Hot! Popular! Swears Like a Longshoreman!

by Robert Pondiscio
May 23rd, 2012

If you’ve read more than a handful of young adult (YA) novels, you’re probably well past the point of being dismayed by the thematic darkness and swear words.  A new study by Brigham Young University professor Sarah Coyne finds that on average, teen novels contain 38 instances of profanity between the covers or almost seven instances of profanity per hour spent reading.

But the number of curse words is less interesting than who’s got the potty mouth.  The characters who swear the most tend to be rich, attractive and popular, Coyne found  “From a social learning standpoint, this is really important because adolescents are more likely to imitate media characters portrayed in positive, desirable ways,” Coyne tells Science DailyScholastic blogger Morgan Baden puts it simply:  “all the cool kids are doing it.”

This is not the first time the content of YA fiction has come under the microscope.  Recall the Wall Street Journal a year ago published a piece which eviscerated the genre, noting that “kidnapping and pederasty and incest and brutal beatings are now just part of the run of things in novels directed, broadly speaking, at children from the ages of 12 to 18.”  The medical journal Pediatrics published another bit of research by Coyne six months ago that found a link between profanity in media and teen aggression, Science Daily notes.

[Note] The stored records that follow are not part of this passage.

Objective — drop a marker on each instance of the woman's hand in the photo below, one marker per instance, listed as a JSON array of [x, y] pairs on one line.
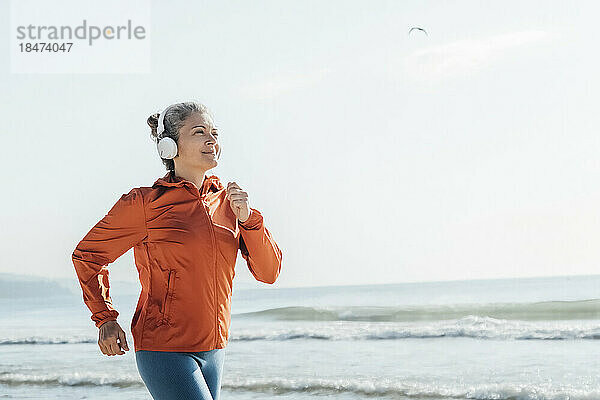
[[238, 200], [108, 335]]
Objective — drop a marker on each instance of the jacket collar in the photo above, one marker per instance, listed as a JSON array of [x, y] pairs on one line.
[[211, 183]]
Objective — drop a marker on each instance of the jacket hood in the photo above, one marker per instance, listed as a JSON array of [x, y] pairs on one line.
[[211, 183]]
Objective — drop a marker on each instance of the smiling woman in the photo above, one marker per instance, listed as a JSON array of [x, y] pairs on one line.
[[189, 122], [186, 231]]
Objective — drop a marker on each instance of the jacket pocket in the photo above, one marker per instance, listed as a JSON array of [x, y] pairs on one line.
[[166, 308]]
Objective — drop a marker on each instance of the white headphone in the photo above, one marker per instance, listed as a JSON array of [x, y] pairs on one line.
[[167, 148]]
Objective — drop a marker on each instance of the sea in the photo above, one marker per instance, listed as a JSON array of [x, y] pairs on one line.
[[501, 339]]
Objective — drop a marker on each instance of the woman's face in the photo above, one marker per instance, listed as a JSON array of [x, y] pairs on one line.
[[198, 144]]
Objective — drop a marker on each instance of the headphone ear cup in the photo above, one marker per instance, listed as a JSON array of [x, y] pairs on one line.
[[167, 148]]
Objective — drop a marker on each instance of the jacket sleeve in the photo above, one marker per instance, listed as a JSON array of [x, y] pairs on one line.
[[121, 228], [258, 248]]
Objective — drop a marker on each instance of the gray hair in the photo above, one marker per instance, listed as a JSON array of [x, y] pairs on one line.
[[174, 119]]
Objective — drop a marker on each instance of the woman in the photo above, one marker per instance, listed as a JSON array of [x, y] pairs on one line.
[[185, 230]]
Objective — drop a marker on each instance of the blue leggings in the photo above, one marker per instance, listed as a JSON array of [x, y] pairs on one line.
[[173, 375]]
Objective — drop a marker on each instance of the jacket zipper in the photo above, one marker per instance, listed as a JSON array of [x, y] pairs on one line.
[[168, 296], [214, 241]]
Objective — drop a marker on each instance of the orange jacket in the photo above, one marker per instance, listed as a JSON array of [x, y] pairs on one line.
[[185, 245]]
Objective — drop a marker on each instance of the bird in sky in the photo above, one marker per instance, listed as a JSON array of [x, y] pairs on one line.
[[417, 28]]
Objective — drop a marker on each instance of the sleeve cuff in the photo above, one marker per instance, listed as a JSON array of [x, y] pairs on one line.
[[254, 221]]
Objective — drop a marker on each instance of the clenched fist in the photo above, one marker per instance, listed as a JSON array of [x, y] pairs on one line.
[[238, 200], [111, 339]]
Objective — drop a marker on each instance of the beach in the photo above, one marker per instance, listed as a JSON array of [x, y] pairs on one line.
[[520, 339]]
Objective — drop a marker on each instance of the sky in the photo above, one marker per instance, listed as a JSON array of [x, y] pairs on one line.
[[375, 156]]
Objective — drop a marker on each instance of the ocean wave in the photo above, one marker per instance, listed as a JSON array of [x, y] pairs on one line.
[[545, 310], [69, 379], [470, 327], [380, 388], [399, 389]]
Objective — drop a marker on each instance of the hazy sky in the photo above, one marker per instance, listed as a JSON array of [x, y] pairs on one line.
[[375, 157]]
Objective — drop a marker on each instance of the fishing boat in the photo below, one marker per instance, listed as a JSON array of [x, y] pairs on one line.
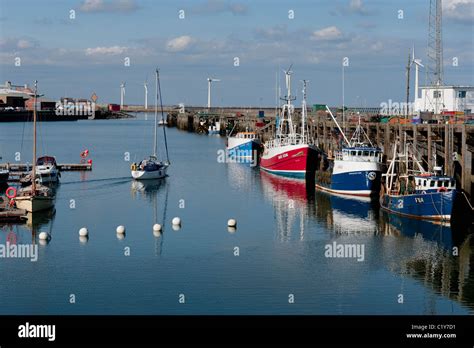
[[413, 192], [291, 153], [151, 167], [35, 197], [354, 170], [243, 146], [214, 129]]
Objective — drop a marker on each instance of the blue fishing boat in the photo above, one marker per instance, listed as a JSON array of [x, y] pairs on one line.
[[243, 147], [412, 192], [354, 170]]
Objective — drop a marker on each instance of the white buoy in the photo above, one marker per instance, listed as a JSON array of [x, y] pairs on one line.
[[83, 232], [43, 236], [232, 223]]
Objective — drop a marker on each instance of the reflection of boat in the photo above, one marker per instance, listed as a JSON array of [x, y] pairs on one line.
[[292, 201], [413, 192], [243, 146], [347, 214], [290, 154], [355, 170], [152, 168]]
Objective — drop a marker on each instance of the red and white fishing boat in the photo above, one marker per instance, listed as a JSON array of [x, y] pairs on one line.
[[290, 154]]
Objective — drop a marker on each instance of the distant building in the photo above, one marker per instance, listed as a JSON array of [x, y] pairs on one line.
[[438, 99], [14, 96]]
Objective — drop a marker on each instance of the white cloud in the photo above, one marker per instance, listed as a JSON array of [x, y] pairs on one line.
[[327, 34], [462, 10], [108, 6], [111, 51], [179, 43], [219, 6]]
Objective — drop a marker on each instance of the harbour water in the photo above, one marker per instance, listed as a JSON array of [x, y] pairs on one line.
[[276, 262]]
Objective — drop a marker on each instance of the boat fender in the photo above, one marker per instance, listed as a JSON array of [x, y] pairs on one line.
[[11, 192]]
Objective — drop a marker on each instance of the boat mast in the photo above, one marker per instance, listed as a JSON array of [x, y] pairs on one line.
[[162, 117], [33, 172], [155, 143], [303, 111]]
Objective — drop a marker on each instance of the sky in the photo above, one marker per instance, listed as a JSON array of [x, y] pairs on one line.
[[77, 47]]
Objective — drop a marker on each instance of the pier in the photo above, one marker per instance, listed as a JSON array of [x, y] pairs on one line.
[[436, 142]]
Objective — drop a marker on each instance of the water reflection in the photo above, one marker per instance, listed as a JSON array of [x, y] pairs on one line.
[[293, 201], [347, 215], [149, 191]]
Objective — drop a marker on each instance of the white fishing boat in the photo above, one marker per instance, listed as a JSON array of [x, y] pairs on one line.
[[36, 197], [151, 167]]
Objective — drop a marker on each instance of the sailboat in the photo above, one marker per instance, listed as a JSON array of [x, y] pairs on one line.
[[34, 197], [413, 192], [151, 167], [290, 154], [355, 170]]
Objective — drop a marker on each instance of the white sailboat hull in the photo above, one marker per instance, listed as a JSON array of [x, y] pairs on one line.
[[148, 175], [34, 204]]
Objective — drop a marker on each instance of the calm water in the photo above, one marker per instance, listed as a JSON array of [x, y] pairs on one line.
[[282, 233]]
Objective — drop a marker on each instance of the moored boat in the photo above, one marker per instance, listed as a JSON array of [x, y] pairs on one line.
[[354, 170], [290, 154], [412, 192]]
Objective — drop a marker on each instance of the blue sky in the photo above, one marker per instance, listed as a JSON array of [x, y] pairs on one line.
[[75, 57]]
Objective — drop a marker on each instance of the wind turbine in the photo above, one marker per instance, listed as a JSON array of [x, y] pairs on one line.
[[418, 64], [209, 80], [122, 94], [146, 95]]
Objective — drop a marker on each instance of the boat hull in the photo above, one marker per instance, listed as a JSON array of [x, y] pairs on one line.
[[149, 175], [34, 204], [436, 206], [243, 149], [290, 160], [350, 178]]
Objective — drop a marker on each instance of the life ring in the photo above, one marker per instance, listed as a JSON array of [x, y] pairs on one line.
[[11, 195]]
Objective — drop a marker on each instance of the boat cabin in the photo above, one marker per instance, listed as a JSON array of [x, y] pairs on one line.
[[46, 160], [246, 135], [360, 154], [431, 183]]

Scholastic’s Baden defends the blue language in YA books “where the characters are so vivid, and so well-written, that I couldn’t imagine them speaking any other way than the way the author chose them to speak.”  The readers of YA novels, she points out are “in the process of forming their identities, and sometimes that includes testing out ways of speaking and exploring just how much impact their voices can have.”

“F— it,” says the website Jezebel, which its signature insouciance.  “Let’s just be happy that kids are reading at all and not get our panties all twisted up about the fact that the books they’re choosing to consume accurately reflect how their friends actually talk.”

Easy to say, but woe unto the teacher who fields the angry call from a parent that starts, “My daughter says she chose this book from YOUR classroom library…”   Realistic fiction? Literary quality? Yeah, good luck with that.

Should there be warning labels on YA novels?  Shrink wrap them and put them on the highest shelf? “Unlike almost every other type of media, there are no content warnings or any indication if there is extremely high levels of profanity in adolescent novels,” Coyne says. “Parents should talk with their children about the books they are reading.”

Coyne’s study appears in the journal Mass Communication and Society.